Your chapbook credo: Opportunity to obsess.
Where you spend your chapbook earnings: Buying books, of course.
Your chapbook wish: That more literary journals reviewed chapbooks—I’m always searching for chapbook recommendations and so few places publish them.
Residence: I recently relocated to the Boston, Massachusetts area from Lincoln, Nebraska, and was nostalgic for the Great Plains as soon as I began to drive away.
Job: Assistant Professor at Bridgewater State University.
Chapbook Bio: Sarah Fawn Montgomery holds an MFA in creative nonfiction from California State University-Fresno and a PhD in creative writing from the University of Nebraska-Lincoln, where she has worked as Prairie Schooner’s Nonfiction Assistant Editor since 2011. She has a memoir forthcoming with The Ohio State University Press and is the author of three poetry chapbooks, Regenerate: Poems from Mad Women (Dancing Girl Press 2017), Leaving Tracks: A Prairie Guide (Finishing Line Press 2017), and The Astronaut Checks His Watch (Finishing Line Press 2014).

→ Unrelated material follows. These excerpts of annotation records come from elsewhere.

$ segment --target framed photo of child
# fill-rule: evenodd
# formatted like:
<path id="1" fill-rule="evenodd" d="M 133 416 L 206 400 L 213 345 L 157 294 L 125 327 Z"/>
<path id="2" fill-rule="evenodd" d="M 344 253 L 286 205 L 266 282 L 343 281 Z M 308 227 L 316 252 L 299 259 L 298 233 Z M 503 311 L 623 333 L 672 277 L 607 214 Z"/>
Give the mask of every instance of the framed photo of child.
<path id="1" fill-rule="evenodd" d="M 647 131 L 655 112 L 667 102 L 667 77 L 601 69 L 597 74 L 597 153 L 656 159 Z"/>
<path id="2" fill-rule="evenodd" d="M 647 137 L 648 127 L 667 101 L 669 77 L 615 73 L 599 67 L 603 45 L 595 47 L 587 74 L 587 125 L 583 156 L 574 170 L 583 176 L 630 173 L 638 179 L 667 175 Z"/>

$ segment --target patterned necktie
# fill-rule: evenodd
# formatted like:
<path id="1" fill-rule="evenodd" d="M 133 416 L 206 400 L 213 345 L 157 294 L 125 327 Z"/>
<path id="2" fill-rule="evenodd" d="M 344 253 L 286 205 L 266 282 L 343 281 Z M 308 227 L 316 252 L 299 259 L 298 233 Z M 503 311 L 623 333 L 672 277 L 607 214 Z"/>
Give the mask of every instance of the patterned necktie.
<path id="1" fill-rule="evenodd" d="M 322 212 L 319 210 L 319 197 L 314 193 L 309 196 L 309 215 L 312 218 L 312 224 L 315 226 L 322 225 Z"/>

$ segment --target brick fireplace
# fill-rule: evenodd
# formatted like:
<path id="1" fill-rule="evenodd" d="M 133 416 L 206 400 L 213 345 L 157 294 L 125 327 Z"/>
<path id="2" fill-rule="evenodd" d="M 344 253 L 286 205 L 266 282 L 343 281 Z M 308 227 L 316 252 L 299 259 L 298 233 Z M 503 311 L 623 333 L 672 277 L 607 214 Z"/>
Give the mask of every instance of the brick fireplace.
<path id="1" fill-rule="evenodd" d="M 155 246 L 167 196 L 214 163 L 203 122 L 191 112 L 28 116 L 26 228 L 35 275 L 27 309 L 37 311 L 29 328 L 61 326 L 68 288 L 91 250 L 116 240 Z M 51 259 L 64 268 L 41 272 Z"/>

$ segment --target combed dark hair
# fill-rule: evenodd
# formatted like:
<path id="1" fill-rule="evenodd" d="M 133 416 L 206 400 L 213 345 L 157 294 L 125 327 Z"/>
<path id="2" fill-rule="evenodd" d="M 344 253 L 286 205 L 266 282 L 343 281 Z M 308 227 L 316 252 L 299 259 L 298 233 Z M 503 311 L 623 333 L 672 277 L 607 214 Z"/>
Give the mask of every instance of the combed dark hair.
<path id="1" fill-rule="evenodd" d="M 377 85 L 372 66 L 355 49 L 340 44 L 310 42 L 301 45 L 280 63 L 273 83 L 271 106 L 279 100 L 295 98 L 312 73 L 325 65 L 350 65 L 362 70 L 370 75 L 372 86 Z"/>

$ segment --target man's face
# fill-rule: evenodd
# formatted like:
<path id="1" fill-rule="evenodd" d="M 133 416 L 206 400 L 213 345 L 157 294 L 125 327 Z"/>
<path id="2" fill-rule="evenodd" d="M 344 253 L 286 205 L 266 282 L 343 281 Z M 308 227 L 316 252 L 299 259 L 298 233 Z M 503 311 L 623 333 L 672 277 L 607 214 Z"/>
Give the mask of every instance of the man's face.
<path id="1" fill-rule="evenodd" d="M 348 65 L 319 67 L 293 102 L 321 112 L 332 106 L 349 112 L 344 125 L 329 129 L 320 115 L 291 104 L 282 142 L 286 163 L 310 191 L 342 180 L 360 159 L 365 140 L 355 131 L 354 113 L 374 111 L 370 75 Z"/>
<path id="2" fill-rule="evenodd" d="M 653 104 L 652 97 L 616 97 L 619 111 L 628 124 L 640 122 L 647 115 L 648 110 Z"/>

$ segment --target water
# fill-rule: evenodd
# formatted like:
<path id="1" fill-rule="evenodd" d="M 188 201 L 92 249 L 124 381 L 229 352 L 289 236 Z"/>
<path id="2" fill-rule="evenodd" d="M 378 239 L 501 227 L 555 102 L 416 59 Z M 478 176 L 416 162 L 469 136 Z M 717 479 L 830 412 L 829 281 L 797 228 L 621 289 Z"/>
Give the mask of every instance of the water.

Her work has been listed as notable several times in Best American Essays, and her poetry and prose have appeared in various magazines including Crab Orchard Review, DIAGRAM, Fugue, The Los Angeles Review, Nimrod, The Normal School, North Dakota Quarterly, Passages North, The Pinch, Puerto del Sol, The Rumpus, Southeast Review, Terrain, Zone 3 and others. She is an Assistant Professor at Bridgewater State University in Massachusetts.